In esito a tali accertamenti, per quanto ora interessa in relazione ai capi di imputazione oggetto del presente ricorso, a Pezzotti Valeno e Vincenzo, quali componenti del consiglio di amministrazione della Pezzotti S.r.l. con sede legale in Darfo Boario Terme ed impianto di trattamento dei rifiuti in Pisogne, venivano contestati i reati di cui agli articoli 51 bis del decreto legislativo n. 22 del 1997, in relazione all'art. 17 dello stesso decreto legislativo e 674 e 81, comma 1, C. P., per avere corrotto il latte prodotto da alcune aziende agricole site nel territorio di Pisogne destinato alla alimentazione umana, trattando illecitamente rifiuti contenenti PCB ed utilizzando impianti non adeguatamente presidiati al fine di evitare l’inquinamento dell’ambiente, così cagionando l’inquinamento della flora costituente la alimentazione del bestiame ed il conseguente inquinamento del latte prodotto (capo f) ed agli articoli 113, 440 e 452, comma 2, C. P. per avere con tali condotte corrotto sostanze destinate alla alimentazione (capo g), reati accertati in Pisogne il 22 marzo ed il 7 maggio 2001.

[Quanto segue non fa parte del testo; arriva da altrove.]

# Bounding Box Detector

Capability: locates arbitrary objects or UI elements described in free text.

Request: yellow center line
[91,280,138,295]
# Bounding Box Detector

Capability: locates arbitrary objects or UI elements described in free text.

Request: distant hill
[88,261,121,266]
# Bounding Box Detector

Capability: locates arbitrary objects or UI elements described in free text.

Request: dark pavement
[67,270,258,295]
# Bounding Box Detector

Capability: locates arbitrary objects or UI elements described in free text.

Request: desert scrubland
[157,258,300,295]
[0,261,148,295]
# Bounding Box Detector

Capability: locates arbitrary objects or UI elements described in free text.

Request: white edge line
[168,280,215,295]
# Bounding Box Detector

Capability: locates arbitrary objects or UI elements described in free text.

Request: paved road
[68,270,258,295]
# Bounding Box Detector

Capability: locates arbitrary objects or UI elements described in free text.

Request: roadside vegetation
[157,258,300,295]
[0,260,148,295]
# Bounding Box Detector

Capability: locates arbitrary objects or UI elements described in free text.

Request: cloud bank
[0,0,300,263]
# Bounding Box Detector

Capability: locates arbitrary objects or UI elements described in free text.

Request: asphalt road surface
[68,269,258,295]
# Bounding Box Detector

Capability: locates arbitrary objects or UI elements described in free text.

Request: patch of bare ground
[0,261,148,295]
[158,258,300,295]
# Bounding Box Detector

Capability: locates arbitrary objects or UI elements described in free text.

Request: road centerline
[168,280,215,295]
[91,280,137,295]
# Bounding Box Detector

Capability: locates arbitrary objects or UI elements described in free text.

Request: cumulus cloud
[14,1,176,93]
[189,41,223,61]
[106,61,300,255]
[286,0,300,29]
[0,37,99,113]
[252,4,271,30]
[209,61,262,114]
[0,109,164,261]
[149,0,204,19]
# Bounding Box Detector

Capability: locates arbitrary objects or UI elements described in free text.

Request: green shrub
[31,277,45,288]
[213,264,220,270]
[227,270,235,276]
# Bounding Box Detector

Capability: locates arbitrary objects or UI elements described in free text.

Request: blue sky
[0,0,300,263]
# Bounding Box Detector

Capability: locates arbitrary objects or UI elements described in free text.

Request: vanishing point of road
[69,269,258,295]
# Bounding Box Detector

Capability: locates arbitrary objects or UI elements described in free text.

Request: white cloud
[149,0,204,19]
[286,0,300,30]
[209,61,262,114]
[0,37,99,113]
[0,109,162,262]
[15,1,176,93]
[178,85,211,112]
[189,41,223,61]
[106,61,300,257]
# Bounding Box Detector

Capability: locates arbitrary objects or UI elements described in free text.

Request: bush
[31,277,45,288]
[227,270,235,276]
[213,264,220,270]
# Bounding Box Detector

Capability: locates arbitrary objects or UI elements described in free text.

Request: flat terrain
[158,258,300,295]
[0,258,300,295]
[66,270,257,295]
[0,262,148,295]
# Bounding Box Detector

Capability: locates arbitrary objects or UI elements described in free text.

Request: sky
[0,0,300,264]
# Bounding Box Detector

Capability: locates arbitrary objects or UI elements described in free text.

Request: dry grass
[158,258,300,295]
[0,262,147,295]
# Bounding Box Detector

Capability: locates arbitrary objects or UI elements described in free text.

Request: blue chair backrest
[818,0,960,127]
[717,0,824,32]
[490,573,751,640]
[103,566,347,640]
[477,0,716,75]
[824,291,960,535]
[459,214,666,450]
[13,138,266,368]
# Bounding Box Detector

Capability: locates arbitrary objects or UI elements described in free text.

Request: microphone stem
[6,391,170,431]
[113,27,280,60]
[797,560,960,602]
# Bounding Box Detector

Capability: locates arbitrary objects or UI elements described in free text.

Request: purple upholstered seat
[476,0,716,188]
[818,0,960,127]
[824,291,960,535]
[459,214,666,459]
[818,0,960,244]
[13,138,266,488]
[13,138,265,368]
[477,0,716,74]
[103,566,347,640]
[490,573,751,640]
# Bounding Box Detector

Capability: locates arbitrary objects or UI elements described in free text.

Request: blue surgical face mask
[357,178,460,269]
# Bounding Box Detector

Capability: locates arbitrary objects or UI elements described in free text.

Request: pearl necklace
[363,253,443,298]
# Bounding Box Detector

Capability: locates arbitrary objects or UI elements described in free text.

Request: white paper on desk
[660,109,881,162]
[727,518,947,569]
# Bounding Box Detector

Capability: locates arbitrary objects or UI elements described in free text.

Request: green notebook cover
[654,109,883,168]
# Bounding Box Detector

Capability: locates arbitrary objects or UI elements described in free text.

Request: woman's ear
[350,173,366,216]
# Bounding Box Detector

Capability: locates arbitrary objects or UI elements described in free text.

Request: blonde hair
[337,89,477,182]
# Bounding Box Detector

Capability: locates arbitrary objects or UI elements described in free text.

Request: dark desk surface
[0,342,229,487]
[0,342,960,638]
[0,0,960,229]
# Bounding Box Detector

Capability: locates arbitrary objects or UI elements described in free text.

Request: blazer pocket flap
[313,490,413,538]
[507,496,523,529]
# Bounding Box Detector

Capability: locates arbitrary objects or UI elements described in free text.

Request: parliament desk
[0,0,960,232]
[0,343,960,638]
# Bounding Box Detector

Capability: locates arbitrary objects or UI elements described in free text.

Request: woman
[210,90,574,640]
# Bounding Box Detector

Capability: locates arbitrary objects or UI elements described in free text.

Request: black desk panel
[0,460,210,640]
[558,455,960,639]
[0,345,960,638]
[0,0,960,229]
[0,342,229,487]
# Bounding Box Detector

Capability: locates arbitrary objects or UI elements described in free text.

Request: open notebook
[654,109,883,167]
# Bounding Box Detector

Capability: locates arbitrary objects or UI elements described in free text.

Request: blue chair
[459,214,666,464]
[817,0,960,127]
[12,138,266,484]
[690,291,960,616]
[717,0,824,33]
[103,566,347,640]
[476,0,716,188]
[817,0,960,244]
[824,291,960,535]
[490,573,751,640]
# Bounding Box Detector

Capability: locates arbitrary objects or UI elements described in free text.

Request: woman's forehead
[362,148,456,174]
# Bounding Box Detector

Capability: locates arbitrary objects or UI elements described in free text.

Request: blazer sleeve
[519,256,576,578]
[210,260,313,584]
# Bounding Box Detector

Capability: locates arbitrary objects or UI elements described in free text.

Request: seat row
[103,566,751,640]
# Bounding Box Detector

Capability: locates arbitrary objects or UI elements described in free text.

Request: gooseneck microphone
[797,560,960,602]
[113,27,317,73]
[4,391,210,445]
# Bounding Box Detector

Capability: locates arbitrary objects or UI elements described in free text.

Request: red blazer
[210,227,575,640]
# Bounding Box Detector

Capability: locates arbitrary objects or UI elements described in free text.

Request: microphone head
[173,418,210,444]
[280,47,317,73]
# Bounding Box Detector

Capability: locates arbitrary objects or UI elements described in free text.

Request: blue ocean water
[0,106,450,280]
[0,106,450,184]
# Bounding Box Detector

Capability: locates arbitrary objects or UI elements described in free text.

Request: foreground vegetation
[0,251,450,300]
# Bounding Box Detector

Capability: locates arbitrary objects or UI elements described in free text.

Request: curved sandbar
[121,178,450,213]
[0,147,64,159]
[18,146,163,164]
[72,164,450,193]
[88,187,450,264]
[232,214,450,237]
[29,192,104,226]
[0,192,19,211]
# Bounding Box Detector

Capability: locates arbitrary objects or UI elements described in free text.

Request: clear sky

La Corte di merito ha previamente respinto la eccezione di incompetenza territoriale sollevata dagli imputati sotto il profilo che il reato sarebbe stato commesso in territorio di Costa Volpino (sito in provincia di Bergamo) o non nel comune di Pisogne (sito in provincia di Brescia), rilevando che, a norma dell’art. 16 del C. P. P., doveva aversi riguardo al reato più grave (capo g) che si era consumato neI luogo in cui era avvenuta la contaminazione del latte, accertata per prima nelle aziende agricole di Brescia, come risultante anche dalla deposizione del sindaco di Costa Volpino e dove il reato aveva assunto connotati di maggiore gravità.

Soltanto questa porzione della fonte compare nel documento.